Das Renaturierungsgesetz ist ein Naturschutzgesetz und ein Umwelt­schutzgesetz, es ist aber kein Klimaschutzgesetz, und ich bin mir sicher, der Klimawandel wird deswegen gleich weiterverlaufen und die Erderwärmung wird gleich weiterverlaufen. Da bin ich mir zu 100 Prozent sicher. Wir müssten natürlich auch über die Flieger reden, über die Industrie reden und über viele an­dere Dinge, wenn wir den Klimawandel stoppen wollen. (Bundesrat Leinfell­ner: Übern Flieger darfst mit der Gewessler nicht reden!)

Ich möchte einen Menschen zitieren, den wir alle kennen, es ist ein sehr berühm­ter Mann, es ist unser Bundespräsident Alexander Van der Bellen. Er hat, als die Oppositionsparteien mit der damaligen Regierungspartei, der FPÖ, der Bundesregierung das Misstrauen ausgesprochen haben, gesagt: Wir sollten besonnen sein, wir sollten Ruhe bewahren. Wir haben eine elegante Verfassung, die es uns möglich macht, diese Krise zu bewältigen. Und er hat auch gesagt: „So sind wir nicht!“ Ja, er hat gesagt, so sind wir Österrei­cherinnen und Österreicher nicht!

Ich frage mich: Wo ist jetzt, in dieser Krise – und das ist eine Krise! –, die Stellungnahme von unserem Herrn Bundespräsidenten zu der Situation, die wir jetzt haben, oder wo ist die Rechtsmeinung von der Justizministerin? Ich gehe davon aus, dass beide die Verfassung ganz genau kennen, aber beide äußern sich nicht. Das ist schon etwas eigenartig. (Beifall bei der ÖVP sowie des Bundesrates Leinfellner. – Bundesrat Spanring: Wer hat ihn unterstützt, den Herrn Van der Bellen?)

Da hätten Sie sich, Frau Gewessler, die privaten Gutachten sicherlich sparen können.
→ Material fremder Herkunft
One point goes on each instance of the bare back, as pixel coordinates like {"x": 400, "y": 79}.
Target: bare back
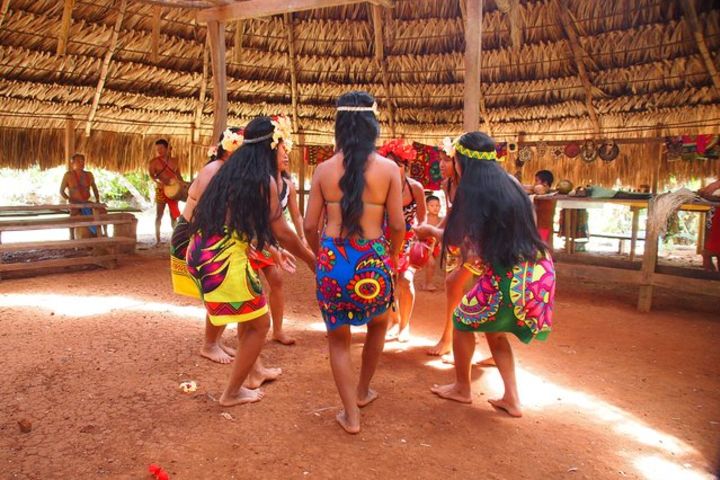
{"x": 382, "y": 193}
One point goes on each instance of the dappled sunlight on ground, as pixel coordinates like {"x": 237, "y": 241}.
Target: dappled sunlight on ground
{"x": 89, "y": 305}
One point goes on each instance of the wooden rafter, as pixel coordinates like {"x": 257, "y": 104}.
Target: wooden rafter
{"x": 376, "y": 13}
{"x": 200, "y": 107}
{"x": 65, "y": 26}
{"x": 474, "y": 100}
{"x": 573, "y": 39}
{"x": 216, "y": 39}
{"x": 155, "y": 36}
{"x": 105, "y": 66}
{"x": 265, "y": 8}
{"x": 289, "y": 29}
{"x": 237, "y": 41}
{"x": 4, "y": 7}
{"x": 695, "y": 27}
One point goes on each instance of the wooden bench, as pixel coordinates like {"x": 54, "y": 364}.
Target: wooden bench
{"x": 102, "y": 250}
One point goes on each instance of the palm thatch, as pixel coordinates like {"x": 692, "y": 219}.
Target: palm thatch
{"x": 641, "y": 57}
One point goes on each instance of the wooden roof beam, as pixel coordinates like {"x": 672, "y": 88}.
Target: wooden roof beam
{"x": 105, "y": 66}
{"x": 264, "y": 8}
{"x": 216, "y": 39}
{"x": 155, "y": 36}
{"x": 573, "y": 39}
{"x": 200, "y": 106}
{"x": 695, "y": 27}
{"x": 376, "y": 13}
{"x": 289, "y": 28}
{"x": 478, "y": 96}
{"x": 65, "y": 26}
{"x": 4, "y": 7}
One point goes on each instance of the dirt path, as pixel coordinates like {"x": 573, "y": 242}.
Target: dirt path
{"x": 93, "y": 359}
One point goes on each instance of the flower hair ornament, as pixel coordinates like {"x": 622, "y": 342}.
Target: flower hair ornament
{"x": 350, "y": 108}
{"x": 282, "y": 132}
{"x": 398, "y": 149}
{"x": 231, "y": 140}
{"x": 451, "y": 147}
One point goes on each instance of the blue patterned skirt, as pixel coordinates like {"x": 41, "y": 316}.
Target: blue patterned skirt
{"x": 354, "y": 280}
Ich behaupte, die Zustimmung von Frau Gewessler zum EU-Re­naturierungsgesetz ist eine rein parteipolitische Aktion, die mit allen Führungskräften ihrer Partei inklusive Bundespräsident und auch mit dem Bür­germeister und Landeshauptmann von Wien abgesprochen wurde.
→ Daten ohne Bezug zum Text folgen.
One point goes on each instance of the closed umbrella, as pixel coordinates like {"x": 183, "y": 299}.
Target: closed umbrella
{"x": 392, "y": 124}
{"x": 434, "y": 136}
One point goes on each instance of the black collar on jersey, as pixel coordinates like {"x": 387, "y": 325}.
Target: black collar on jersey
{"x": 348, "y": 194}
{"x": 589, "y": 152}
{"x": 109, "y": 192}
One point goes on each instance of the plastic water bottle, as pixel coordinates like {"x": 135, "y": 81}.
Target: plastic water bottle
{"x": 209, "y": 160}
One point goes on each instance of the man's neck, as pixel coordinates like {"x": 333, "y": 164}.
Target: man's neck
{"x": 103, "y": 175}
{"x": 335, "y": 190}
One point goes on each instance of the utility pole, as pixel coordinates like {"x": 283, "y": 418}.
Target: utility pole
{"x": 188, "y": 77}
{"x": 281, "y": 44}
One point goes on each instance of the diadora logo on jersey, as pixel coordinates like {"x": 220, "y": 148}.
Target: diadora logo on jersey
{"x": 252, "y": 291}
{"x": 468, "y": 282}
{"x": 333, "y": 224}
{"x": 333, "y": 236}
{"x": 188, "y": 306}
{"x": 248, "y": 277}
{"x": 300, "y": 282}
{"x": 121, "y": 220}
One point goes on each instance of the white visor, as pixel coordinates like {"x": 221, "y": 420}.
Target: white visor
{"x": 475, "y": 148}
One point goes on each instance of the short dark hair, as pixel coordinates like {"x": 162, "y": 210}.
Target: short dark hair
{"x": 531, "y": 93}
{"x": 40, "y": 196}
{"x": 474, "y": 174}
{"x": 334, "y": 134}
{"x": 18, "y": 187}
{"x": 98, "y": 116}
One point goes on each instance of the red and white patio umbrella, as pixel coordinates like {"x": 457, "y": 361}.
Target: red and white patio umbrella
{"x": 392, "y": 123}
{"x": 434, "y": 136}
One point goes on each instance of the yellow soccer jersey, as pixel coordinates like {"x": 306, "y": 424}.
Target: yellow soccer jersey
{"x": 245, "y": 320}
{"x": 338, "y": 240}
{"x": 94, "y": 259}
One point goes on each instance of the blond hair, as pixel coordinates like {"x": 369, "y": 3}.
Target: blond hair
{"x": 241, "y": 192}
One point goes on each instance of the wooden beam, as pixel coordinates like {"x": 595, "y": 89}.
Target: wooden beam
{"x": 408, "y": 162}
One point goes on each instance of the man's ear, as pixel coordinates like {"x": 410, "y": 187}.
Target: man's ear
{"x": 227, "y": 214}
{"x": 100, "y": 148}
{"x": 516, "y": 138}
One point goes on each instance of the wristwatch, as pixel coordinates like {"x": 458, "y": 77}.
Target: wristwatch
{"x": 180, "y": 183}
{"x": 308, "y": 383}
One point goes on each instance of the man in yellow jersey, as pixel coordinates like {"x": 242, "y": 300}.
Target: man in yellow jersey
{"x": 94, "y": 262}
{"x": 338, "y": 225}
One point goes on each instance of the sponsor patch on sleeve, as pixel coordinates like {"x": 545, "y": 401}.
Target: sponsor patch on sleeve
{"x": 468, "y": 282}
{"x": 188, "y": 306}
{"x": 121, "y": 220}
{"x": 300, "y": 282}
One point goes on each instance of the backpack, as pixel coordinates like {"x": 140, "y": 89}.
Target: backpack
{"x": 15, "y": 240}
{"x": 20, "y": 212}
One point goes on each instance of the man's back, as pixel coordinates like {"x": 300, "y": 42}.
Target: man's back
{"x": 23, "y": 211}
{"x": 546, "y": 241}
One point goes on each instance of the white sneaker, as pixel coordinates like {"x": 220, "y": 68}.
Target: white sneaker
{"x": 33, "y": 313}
Was die Bundesländer betrifft, ist im Bereich Naturschutz, Umweltschutz, Biodiversität, Nachhaltigkeit, Klimaschutz, Erhalt der Artenvielfalt, was Pflanzen und Tierwelt betrifft, noch nie so viel umgesetzt worden wie in den letzten zehn bis 20 Jahren.
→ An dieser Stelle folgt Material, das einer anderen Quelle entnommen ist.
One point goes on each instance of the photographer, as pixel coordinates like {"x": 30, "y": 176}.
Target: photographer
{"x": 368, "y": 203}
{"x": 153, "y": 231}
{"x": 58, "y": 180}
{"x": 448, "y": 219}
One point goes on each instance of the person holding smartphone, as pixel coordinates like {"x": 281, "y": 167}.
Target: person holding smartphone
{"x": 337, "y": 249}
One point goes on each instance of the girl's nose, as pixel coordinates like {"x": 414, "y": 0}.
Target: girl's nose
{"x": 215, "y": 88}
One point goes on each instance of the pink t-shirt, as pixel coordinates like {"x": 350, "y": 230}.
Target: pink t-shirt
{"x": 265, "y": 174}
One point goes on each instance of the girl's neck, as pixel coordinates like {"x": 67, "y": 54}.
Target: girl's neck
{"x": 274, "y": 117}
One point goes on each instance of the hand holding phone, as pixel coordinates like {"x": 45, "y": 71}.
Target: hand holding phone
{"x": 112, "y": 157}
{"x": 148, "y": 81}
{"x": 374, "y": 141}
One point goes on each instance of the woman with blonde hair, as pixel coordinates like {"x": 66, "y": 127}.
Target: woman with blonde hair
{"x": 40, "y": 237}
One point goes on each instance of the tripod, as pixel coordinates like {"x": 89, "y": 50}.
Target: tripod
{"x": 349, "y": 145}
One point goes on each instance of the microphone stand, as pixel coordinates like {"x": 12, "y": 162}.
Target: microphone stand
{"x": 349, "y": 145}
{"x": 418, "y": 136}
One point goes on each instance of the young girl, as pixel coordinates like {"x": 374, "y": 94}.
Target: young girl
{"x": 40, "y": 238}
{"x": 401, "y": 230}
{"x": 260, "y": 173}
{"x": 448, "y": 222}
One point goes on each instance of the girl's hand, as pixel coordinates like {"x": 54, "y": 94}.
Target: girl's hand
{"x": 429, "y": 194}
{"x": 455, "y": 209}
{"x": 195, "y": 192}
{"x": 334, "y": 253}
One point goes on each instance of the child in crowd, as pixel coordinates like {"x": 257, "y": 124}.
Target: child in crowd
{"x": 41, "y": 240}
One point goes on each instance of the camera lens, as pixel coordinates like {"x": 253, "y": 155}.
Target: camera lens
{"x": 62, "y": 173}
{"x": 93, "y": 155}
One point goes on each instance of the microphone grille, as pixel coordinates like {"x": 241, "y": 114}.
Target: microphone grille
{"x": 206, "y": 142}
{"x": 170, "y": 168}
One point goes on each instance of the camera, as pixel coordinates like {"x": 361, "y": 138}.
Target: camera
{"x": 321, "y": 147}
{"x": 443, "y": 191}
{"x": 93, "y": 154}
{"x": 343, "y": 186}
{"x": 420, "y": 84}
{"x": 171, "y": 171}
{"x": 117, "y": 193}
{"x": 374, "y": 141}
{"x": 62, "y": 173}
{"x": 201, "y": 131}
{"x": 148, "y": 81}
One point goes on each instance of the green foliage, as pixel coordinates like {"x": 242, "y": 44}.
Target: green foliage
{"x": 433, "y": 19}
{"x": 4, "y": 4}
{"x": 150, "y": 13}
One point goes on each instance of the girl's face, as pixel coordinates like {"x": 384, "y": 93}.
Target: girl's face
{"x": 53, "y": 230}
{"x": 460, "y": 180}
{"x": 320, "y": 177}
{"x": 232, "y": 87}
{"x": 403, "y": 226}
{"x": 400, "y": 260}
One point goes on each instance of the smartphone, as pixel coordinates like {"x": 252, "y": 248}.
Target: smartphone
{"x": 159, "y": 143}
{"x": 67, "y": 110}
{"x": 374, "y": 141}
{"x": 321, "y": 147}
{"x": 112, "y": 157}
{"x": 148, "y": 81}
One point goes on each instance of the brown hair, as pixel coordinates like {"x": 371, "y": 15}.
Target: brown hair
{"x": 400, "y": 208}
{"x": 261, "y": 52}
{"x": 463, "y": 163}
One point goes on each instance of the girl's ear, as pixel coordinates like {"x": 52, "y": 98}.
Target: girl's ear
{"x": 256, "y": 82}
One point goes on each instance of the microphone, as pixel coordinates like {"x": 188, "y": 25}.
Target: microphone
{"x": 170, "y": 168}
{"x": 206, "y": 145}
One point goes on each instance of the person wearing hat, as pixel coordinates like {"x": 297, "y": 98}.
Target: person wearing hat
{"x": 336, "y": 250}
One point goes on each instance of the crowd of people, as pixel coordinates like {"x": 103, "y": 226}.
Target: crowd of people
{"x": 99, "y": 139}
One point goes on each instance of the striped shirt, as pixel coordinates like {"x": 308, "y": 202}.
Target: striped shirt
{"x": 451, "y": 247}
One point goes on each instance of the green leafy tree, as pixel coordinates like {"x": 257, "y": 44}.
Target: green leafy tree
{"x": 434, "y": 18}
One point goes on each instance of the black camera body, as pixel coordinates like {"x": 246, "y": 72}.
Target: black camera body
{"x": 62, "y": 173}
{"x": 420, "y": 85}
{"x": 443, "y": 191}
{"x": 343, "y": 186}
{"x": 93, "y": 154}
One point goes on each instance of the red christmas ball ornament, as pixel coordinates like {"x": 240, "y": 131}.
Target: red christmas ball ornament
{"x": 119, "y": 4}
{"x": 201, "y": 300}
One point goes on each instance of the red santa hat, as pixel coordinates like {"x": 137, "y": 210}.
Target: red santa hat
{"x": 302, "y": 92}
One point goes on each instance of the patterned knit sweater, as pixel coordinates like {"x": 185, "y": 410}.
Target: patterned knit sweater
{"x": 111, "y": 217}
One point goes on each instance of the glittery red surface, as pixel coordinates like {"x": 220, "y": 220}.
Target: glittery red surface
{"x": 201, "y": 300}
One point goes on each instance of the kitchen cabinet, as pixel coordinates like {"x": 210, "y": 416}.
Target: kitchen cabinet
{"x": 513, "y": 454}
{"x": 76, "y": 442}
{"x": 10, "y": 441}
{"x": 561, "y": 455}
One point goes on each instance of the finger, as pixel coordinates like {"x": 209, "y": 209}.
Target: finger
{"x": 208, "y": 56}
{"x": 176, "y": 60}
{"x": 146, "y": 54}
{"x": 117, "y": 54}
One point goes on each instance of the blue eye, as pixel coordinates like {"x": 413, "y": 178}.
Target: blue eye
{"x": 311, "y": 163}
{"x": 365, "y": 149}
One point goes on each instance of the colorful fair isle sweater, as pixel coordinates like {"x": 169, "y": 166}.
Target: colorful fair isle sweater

Wir stehen zum Naturschutz, vor allem die Jugend ist sensibilisiert, wir machen tagtäglich Naturschutz. Hier die Verantwortlichen in den Bundes­ländern und speziell die Landeshauptleute als zukunftsvergessen zu bezeichnen ist ein Affront und eine Brüskierung der Bundesländer und des gesamten ländlichen Raums – das ist vermessen und das ist auf das Schärfste zurückzuweisen! (Beifall bei der ÖVP.)

Es scheint so, als sei der Herr Bürgermeister von Wien Bürgermeister von ganz Österreich. Er hat den Auftrag gegeben, dem Renaturierungsgesetz zuzu­stimmen. Ich wüsste gerne, wo die offiziell abgeänderte Stellungnahme ist. (Bei­fall bei der ÖVP.)

Wenn Sie eine einheitliche Stellungnahme aller Landeshauptleute, die Sie, Frau Gewessler, aufgrund unserer Verfassung verpflichtet hätte, dem Rena­turierungsgesetz nicht zuzustimmen, missachtet und ignoriert haben, dann muss ich Sie als Klimaaktivistin mit den Menschen, die sich auf die Straße kleben, gleichstellen, nicht – als Ministerin der österreichischen Bundesregierung – mit einem auf die Verfassung angelobten Regierungsmitglied. Sie haben die de­mokratischen Spielregeln und die Verfassung missachtet!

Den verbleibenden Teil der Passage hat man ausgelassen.